En nuestro país, cerca del 12 % de la población vive con algún tipo de discapacidad. Detrás de esa cifra hay nombres, talentos, familias enteras y sueños que se ven limitados por barreras físicas, institucionales y culturales que no deberían existir. Por eso la inclusión no es un favor ni una muestra de sensibilidad ocasional: es un derecho fundamental reconocido por nuestra Constitución, por la Ley 5-13 y por la Convención de la ONU. Garantizar igualdad de oportunidades en educación, empleo, salud, movilidad, participación política y acceso a la vida comunitaria no es un gesto, es una obligación.
Aunque el marco normativo es robusto, su aplicación real sigue siendo el gran desafío.
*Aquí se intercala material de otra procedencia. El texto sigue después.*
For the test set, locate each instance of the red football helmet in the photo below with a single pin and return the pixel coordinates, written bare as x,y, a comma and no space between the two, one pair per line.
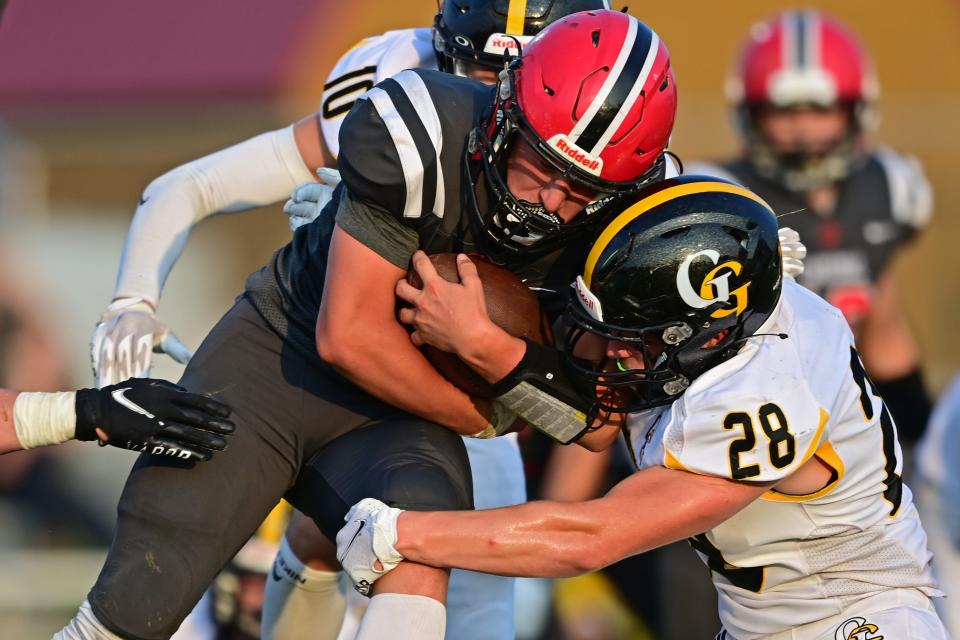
803,58
594,95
Por eso son tan relevantes las acciones concretas que transforman la vida diaria. La reciente intervención realizada por la Alcaldía del Distrito Nacional junto a APAP es un ejemplo de lo que sí se puede hacer cuando la voluntad se combina con visión técnica: 22 intersecciones rehabilitadas, con semáforos sonoros, aceras podotáctiles, rampas adecuadas, esquinas protegidas y señalización especial. Ese proyecto —reconocido internacionalmente— no solo adecua espacios; devuelve autonomía. No solo mejora la ciudad; la hace más justa.
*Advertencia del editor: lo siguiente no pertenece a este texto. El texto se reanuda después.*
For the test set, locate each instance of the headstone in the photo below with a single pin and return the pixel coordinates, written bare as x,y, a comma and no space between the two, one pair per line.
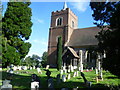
58,79
33,67
6,85
74,75
39,70
63,78
77,73
83,76
96,71
72,69
50,83
35,85
61,72
47,67
87,70
91,68
68,76
48,73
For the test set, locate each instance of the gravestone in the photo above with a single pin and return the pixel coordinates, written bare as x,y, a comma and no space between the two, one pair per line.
47,67
33,67
83,76
87,70
63,78
50,83
6,85
58,79
77,73
48,73
65,70
39,70
35,85
68,76
74,75
96,71
35,79
61,72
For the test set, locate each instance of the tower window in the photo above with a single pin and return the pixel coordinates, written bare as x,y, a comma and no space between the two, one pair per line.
72,24
59,21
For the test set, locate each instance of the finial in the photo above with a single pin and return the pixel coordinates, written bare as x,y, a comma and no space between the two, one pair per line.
65,5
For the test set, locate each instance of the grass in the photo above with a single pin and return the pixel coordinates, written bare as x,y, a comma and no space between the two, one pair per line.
22,80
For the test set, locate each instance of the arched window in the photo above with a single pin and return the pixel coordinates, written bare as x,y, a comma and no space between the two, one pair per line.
59,21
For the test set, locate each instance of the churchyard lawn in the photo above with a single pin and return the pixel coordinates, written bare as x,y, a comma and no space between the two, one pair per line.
22,79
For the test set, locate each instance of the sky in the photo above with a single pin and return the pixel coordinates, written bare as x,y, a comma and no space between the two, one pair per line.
41,17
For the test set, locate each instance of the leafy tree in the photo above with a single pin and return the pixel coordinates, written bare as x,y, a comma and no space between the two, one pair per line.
44,59
107,17
59,53
36,59
16,30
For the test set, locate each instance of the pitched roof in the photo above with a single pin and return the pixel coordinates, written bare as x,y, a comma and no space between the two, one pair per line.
84,36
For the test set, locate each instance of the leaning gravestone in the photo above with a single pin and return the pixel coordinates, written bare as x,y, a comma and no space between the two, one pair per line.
50,83
6,85
63,78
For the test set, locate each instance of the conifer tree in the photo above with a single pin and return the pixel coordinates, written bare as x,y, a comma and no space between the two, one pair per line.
59,53
16,28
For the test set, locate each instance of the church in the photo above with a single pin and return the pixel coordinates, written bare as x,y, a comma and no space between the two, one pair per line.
76,41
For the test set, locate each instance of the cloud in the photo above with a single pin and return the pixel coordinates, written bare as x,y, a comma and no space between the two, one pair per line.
80,5
38,20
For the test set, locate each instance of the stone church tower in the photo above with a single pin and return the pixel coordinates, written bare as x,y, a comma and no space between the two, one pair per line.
63,24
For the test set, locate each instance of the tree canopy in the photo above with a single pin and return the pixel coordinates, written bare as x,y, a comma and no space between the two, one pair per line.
107,17
16,29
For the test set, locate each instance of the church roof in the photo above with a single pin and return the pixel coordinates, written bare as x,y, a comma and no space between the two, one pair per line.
84,37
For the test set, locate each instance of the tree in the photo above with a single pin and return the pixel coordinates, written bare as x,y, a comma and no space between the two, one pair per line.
107,17
44,59
59,53
16,30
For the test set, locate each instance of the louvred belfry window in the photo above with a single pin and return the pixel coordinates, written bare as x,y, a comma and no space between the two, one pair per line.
59,21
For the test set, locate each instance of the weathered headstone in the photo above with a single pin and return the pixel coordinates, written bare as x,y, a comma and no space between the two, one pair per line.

A esto se suman otras acciones pioneras del Distrito Nacional, la ordenanza para eliminar barreras arquitectónicas, la creación del primer Departamento de Inclusión municipal del país, la incorporación de lengua de señas en actos oficiales, la capacitación del personal para atenciones inclusivas y la adecuación progresiva de parques y edificios públicos. Nada de eso ocurre por casualidad; ocurre porque hay convicción.
También es justo resaltar el trabajo del presidente actual del CONADIS, el entusiasta compañero Benny Metz, quien, en menos de un año, ha demostrado compromiso para reordenar políticas, coordinar instituciones y actualizar planes de trabajo. Sin embargo, ninguna estrategia, por bien diseñada que esté, puede sostenerse sin el apoyo de toda la sociedad. La inclusión es una responsabilidad del Estado, sí, pero también de las empresas, de la academia, de las comunidades, de las iglesias y de cada uno de nosotros. Es un cambio cultural que implica dejar atrás miradas asistencialistas y reconocer la discapacidad como parte natural de la diversidad humana.
La técnica nos explica cómo construir una sociedad accesible: rampas con medidas normativas, señalización adecuada, protocolos de atención, ajustes razonables en el trabajo y la escuela, semáforos con señal auditiva, entornos digitales accesibles. Pero la sensibilidad nos recuerda por qué importa hacerlo: porque nadie debería sentir miedo al desplazarse; porque todos merecemos ser vistos; porque la autonomía dignifica; porque la exclusión duele y empobrece, no solo a la persona sino también a su familia y a la sociedad en su conjunto.
He sido testigo directo de lo que significa incluir y también de lo que significa excluir. Y puedo afirmar con plena convicción que cada espacio accesible es una oportunidad, cada política bien implementada es una reparación y cada gesto institucional coherente es un acto de justicia. La inclusión no solo transforma a quienes la necesitan, transforma a quienes la practican.
Por eso, más que esperar al 3 de diciembre, el llamado es a comprometernos cada día. A replicar lo que funciona, a exigir lo que falta, a sumar voluntades, a acompañar a quienes lideran con valentía y a involucrarnos en cada espacio posible. La inclusión no es un día ni un discurso: es una consciencia pendiente de construir. Y construirlo es un deber que nos convoca a todos, esto incluye a los gobiernos locales como actores y ejecutores primarios de las políticas públicas en los territorios.
La articulista es especialista en Planificación y Políticas Públicas, actualmente Subsecretaria General de la Liga Municipal Dominicana.